The report, Executive Excess 2001: Layoffs, Tax Rebates and the Gender Gap, Eighth Annual CEO Compensation Survey, also points out that if the minimum wage had kept pace with CEO pay over the last 10 years, it would be $25.50 as opposed to $5.15 today.
And if worker pay had risen at the same rate as CEO pay, the average worker would be earning $120,491 per annum as opposed to the $24,668 received on average.
Lean and Mean
The study, quoting findings from a Business Week survey of 365 firms, also points out that on average, CEOs of firms that cut 1,000 or more jobs this year earned an average of $23.7 million in total compensation, compared with a $13.1 million average for executives as a whole, about 80% more.

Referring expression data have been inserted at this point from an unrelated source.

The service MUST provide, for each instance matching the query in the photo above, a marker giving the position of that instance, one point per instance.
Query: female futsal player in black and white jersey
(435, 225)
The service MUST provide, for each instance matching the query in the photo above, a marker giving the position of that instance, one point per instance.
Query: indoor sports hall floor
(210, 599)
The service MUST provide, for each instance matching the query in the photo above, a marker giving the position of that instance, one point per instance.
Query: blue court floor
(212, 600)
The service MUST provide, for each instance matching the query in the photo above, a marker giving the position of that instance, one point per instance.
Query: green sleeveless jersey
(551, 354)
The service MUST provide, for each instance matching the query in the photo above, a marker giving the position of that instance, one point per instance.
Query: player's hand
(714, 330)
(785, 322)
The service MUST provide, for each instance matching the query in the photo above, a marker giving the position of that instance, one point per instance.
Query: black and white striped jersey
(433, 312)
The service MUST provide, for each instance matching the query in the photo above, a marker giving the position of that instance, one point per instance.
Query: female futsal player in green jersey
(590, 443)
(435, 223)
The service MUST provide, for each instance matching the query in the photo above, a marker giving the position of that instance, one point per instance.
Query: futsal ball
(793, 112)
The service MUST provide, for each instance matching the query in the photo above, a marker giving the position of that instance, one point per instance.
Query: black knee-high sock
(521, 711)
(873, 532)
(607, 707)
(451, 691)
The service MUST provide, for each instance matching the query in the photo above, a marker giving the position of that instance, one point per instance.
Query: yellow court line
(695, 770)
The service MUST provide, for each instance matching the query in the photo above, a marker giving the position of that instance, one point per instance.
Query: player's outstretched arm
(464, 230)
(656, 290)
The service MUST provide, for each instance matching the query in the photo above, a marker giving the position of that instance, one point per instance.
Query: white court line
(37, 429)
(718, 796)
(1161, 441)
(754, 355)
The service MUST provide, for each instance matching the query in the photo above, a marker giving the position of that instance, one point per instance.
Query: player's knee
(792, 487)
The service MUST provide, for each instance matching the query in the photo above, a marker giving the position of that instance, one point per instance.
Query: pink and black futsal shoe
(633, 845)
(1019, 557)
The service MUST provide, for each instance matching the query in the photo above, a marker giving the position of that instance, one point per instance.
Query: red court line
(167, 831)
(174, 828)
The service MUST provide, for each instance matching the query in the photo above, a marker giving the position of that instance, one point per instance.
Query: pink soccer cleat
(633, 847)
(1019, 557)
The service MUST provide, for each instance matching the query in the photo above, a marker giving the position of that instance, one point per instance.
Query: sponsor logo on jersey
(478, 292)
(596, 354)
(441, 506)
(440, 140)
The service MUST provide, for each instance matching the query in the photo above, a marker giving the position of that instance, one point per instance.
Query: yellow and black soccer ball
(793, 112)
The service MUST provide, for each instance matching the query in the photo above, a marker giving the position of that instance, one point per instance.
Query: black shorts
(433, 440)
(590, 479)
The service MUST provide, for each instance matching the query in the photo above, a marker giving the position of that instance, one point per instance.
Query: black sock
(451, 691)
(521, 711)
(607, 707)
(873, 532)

In addition, between 1999 and 2000:
- executives’ cash-based compensation increased by 18%
- compared to salaried employees, whose cash-based compensation was up by 4% and
- hourly wage workers, where the increase was 3%.
According to the report, between 1996 and 1998, 41 large, profitable corporations used special tax breaks and credits to reduce their corporate tax bill to less than zero.
The CEOs of these firms averaged pay raises of 69%, in comparison to a raise of 38% for the typical CEO.
Those increases, made possible in part by tax rebates, added up to $194 million, and in six cases, the CEO ‘s raise entirely consumed the company’s tax rebate for the year.